Thai-Australian cook and food entrepreneur

Marion Grasby (born 29 September 1982) is a Thai-Australian cook and food entrepreneur. She is also a television presenter, cookbook author and food journalist. Marion married Tim Althaus in 2013 and the couple have two children. Althaus is CEO of Marion's Kitchen Group.

==Early life and education==

Grasby was born in Darwin, Northern Territory. At the age of four she moved with her family to Papua New Guinea, where she attended primary school. She later moved to Brisbane where she boarded at Somerville House. Her heritage is Thai on her mother's side and Australian on her father's side.

Grasby was influenced by her mother Noi, a professionally trained Thai chef and credits her with inspiring her with a natural love of food.

After graduating from high school, Grasby studied law and journalism at the Queensland University of Technology, completing a Bachelor of Arts and Bachelor of Laws in 2005.

==Journalism career==
After university, Grasby was employed by the Australian Broadcasting Corporation (ABC) in Adelaide, South Australia, as a journalist.

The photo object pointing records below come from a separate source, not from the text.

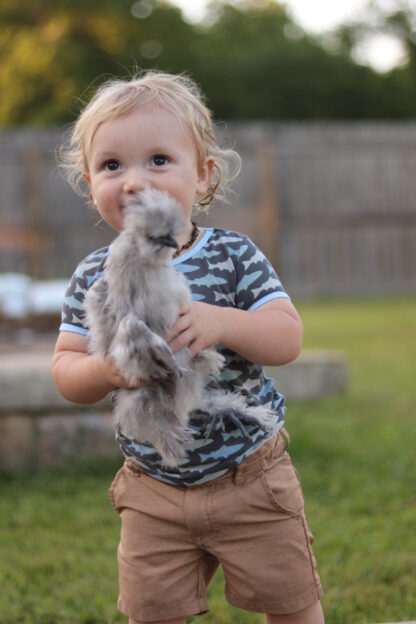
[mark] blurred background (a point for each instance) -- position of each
(319, 98)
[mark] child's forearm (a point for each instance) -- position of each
(269, 336)
(79, 377)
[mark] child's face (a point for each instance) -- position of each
(147, 147)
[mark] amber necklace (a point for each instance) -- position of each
(194, 234)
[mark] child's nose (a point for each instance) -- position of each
(135, 181)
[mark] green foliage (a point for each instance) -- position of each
(251, 60)
(355, 456)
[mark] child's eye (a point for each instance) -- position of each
(111, 165)
(159, 160)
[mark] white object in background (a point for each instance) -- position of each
(20, 295)
(47, 297)
(14, 294)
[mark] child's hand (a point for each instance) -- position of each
(197, 327)
(112, 375)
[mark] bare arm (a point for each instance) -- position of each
(80, 377)
(271, 335)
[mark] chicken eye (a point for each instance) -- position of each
(159, 160)
(111, 165)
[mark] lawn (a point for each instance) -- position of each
(356, 458)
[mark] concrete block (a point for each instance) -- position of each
(16, 441)
(26, 384)
(74, 438)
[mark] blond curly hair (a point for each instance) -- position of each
(178, 94)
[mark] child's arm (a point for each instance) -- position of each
(271, 335)
(80, 377)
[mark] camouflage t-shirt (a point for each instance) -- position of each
(226, 269)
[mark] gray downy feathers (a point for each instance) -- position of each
(130, 311)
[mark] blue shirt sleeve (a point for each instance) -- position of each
(73, 307)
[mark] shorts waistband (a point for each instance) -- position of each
(250, 466)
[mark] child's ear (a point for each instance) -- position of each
(204, 175)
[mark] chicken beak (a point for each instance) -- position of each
(168, 241)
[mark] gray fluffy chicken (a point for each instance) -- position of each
(130, 311)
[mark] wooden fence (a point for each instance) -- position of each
(332, 205)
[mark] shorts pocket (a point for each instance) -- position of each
(282, 486)
(112, 489)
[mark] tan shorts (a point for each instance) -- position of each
(251, 521)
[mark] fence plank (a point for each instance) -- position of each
(332, 205)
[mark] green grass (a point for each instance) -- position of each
(356, 458)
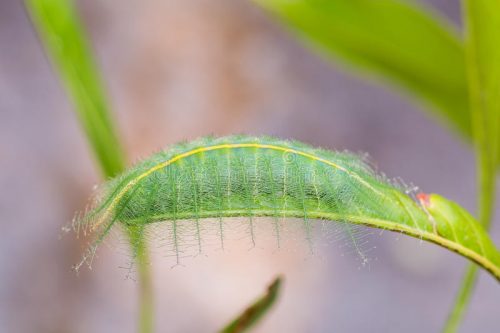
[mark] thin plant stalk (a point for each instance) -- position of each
(485, 161)
(63, 36)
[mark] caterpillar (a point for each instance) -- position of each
(253, 177)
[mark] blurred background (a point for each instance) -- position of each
(177, 70)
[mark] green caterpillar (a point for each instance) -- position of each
(241, 176)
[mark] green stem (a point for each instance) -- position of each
(63, 35)
(485, 165)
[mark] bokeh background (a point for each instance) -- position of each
(177, 70)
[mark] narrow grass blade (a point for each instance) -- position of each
(254, 313)
(395, 40)
(63, 36)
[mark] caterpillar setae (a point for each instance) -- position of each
(241, 176)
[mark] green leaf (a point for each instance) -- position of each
(482, 42)
(254, 313)
(66, 44)
(240, 176)
(396, 40)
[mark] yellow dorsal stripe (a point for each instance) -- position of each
(176, 158)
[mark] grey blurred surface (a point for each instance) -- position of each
(181, 69)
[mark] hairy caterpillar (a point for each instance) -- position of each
(240, 176)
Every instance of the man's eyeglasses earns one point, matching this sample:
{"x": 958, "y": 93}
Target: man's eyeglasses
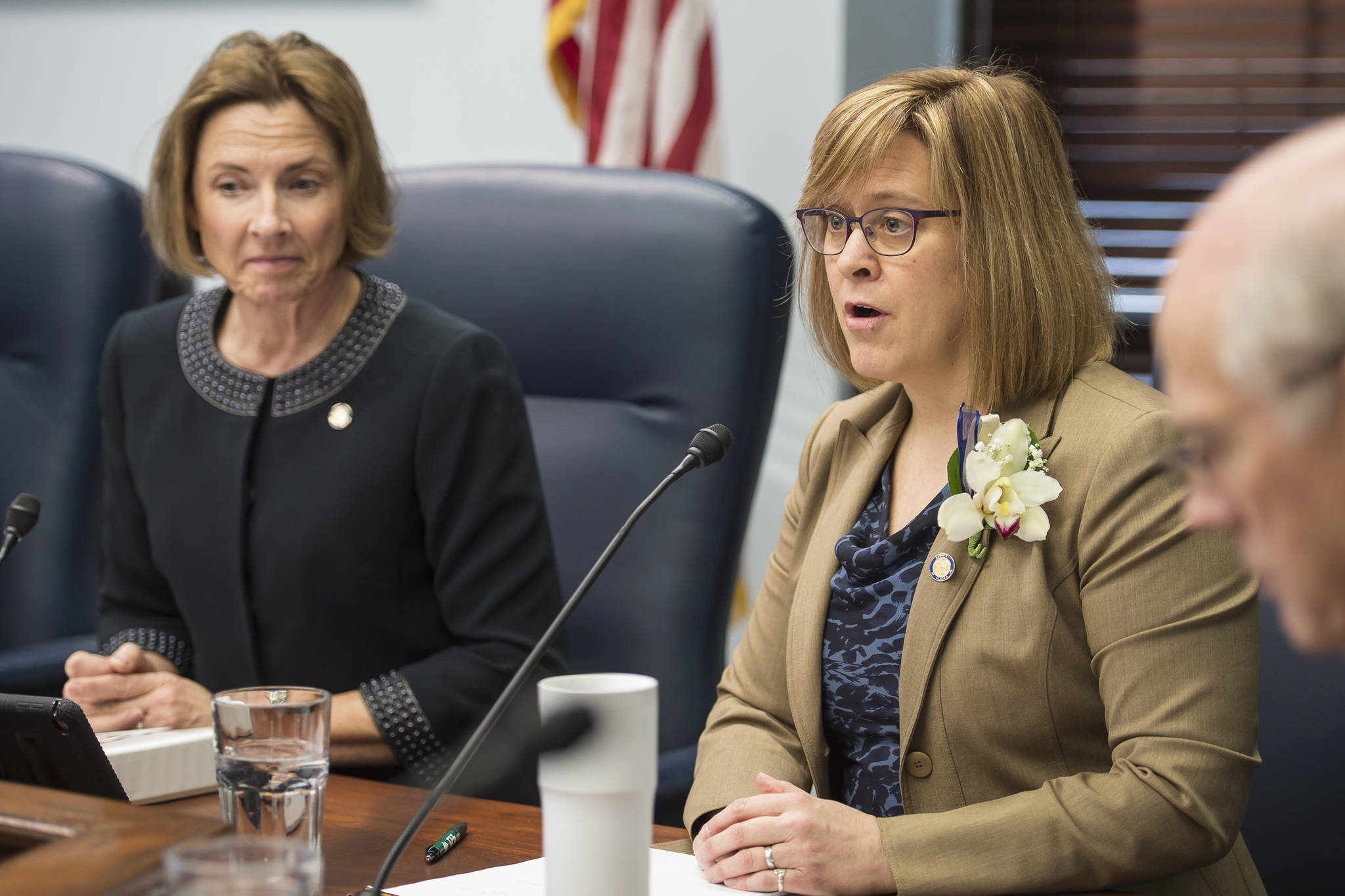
{"x": 891, "y": 232}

Between 2006 and 2008, Grasby was a reporter with the ABC. She filed reports for a range of radio and online services, including The World Today AM, and ABC Rural. She also worked as a producer for Stateline.

==Culinary career==
In 2008 Grasby left her journalism career and returned to university to study for a Master of Arts in Gastronomy at the University of Adelaide.

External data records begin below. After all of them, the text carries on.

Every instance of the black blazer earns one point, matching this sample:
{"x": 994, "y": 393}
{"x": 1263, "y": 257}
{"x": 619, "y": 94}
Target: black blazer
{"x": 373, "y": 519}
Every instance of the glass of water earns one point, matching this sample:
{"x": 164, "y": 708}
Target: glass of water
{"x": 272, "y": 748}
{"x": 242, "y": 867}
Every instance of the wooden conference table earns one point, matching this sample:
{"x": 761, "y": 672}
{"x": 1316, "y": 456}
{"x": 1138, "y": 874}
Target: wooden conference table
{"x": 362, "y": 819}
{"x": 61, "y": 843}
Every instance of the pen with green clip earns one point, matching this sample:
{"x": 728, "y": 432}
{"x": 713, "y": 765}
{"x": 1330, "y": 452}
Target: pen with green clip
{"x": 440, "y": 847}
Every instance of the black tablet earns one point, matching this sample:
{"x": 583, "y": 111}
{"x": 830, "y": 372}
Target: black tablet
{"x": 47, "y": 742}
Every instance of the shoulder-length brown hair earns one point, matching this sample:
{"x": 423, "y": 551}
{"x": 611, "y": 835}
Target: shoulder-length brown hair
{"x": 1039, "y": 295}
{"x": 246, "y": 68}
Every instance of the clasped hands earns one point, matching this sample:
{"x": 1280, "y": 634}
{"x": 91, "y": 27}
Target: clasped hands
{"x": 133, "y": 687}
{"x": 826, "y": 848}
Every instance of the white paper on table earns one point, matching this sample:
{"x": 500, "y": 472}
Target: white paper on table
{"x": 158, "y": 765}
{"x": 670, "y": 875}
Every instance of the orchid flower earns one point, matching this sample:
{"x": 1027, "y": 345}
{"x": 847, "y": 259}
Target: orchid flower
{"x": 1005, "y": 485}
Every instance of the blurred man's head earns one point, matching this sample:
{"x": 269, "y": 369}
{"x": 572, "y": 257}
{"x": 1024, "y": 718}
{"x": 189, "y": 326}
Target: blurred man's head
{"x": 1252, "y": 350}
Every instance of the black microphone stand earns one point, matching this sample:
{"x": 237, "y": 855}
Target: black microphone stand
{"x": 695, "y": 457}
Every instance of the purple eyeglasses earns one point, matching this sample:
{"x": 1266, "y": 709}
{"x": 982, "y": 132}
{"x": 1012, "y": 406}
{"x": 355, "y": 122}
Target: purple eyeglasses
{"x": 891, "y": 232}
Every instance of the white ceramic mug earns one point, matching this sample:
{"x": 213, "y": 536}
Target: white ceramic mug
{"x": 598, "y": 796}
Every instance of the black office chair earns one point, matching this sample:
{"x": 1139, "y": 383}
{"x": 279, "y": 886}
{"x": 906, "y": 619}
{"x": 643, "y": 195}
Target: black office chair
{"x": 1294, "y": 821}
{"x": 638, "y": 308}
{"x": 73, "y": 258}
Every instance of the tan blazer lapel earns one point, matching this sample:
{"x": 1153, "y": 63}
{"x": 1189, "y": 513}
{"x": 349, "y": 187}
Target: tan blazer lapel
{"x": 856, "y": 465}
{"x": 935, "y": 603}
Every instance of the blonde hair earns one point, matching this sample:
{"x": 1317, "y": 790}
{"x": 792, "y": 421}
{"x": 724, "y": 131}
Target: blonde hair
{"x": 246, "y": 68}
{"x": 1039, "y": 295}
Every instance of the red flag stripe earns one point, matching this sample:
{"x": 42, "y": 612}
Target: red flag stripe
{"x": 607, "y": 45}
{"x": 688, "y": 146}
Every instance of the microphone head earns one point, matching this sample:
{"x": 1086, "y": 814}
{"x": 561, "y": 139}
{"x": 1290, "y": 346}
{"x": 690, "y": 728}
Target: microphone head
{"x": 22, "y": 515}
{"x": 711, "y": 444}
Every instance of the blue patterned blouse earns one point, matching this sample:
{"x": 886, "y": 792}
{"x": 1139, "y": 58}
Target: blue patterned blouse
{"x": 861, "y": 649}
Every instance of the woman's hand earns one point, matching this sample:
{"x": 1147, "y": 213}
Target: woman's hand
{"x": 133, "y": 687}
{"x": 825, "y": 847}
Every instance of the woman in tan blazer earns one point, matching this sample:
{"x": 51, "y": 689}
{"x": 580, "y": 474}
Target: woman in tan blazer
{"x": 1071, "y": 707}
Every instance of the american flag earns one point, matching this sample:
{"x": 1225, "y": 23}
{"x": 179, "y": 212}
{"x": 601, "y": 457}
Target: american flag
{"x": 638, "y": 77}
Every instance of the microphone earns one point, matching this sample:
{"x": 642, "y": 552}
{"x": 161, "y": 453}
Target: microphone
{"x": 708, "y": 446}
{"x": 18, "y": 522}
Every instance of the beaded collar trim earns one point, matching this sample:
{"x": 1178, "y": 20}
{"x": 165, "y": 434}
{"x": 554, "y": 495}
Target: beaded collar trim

=== MasterChef Australia, Season 2 ===
In 2010 Grasby took a break from her Masters of Arts in Gastronomy course to compete in the second television series of MasterChef Australia. She was a favourite among viewers to win the series.

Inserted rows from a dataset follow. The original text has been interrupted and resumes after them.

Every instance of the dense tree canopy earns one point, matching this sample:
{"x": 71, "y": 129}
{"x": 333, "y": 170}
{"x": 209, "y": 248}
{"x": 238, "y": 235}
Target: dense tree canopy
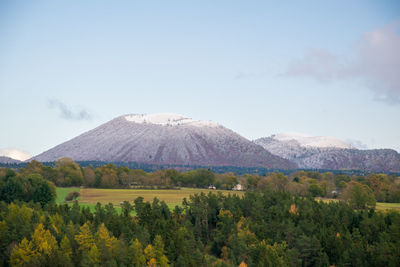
{"x": 259, "y": 229}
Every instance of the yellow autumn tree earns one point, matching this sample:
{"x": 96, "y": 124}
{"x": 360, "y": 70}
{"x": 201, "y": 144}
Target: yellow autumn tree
{"x": 66, "y": 251}
{"x": 23, "y": 254}
{"x": 149, "y": 254}
{"x": 43, "y": 241}
{"x": 85, "y": 238}
{"x": 137, "y": 257}
{"x": 104, "y": 239}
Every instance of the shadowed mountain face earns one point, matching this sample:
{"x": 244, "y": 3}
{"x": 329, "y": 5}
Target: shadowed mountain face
{"x": 165, "y": 139}
{"x": 332, "y": 158}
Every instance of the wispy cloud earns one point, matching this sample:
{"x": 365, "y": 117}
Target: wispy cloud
{"x": 68, "y": 113}
{"x": 376, "y": 62}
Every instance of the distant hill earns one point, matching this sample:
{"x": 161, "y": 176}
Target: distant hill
{"x": 329, "y": 153}
{"x": 165, "y": 139}
{"x": 7, "y": 160}
{"x": 15, "y": 154}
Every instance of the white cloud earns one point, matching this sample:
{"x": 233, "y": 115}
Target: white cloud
{"x": 69, "y": 113}
{"x": 375, "y": 61}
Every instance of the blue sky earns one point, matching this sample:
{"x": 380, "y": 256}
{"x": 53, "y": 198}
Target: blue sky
{"x": 257, "y": 67}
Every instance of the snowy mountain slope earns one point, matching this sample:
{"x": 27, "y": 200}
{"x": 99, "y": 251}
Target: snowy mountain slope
{"x": 15, "y": 154}
{"x": 8, "y": 160}
{"x": 331, "y": 157}
{"x": 165, "y": 139}
{"x": 311, "y": 141}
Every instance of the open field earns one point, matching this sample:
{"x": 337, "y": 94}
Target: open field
{"x": 62, "y": 192}
{"x": 90, "y": 196}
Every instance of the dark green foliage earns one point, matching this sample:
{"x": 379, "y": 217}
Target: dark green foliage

Grasby's highlights in the series include winning a celebrity chef challenge against Movida's Frank Camorra and being named by Heston Blumenthal as the best performer during a MasterChef challenge in the UK, which Grasby said was her proudest cooking achievement. Grasby was ultimately eliminated from the competition.

After leaving MasterChef, Grasby was offered opportunities to cook, write and present. She signed a deal with Masterchef Magazine.

=== Marion's Kitchen (food company) ===
In 2010, after finishing at MasterChef, Grasby started her own food company called Marion's Kitchen, which makes a range of meal kits including Pad Thai, San Choy Bow and Thai curries, as well as stir-fry sauces, marinades and salad dressings. In 2015 Marion’s Kitchen products launched in US supermarkets, before switching to a US direct-to-consumer subscription service in 2019 called Marion’s Kitchen All Access USA.

In early 2017 Marion’s Kitchen launched a studio in Bangkok, Thailand, to create food and lifestyle video content for the Marion’s Kitchen and Marion Grasby social media channels. In 2020 a second filming studio was set up in Noosa, Australia.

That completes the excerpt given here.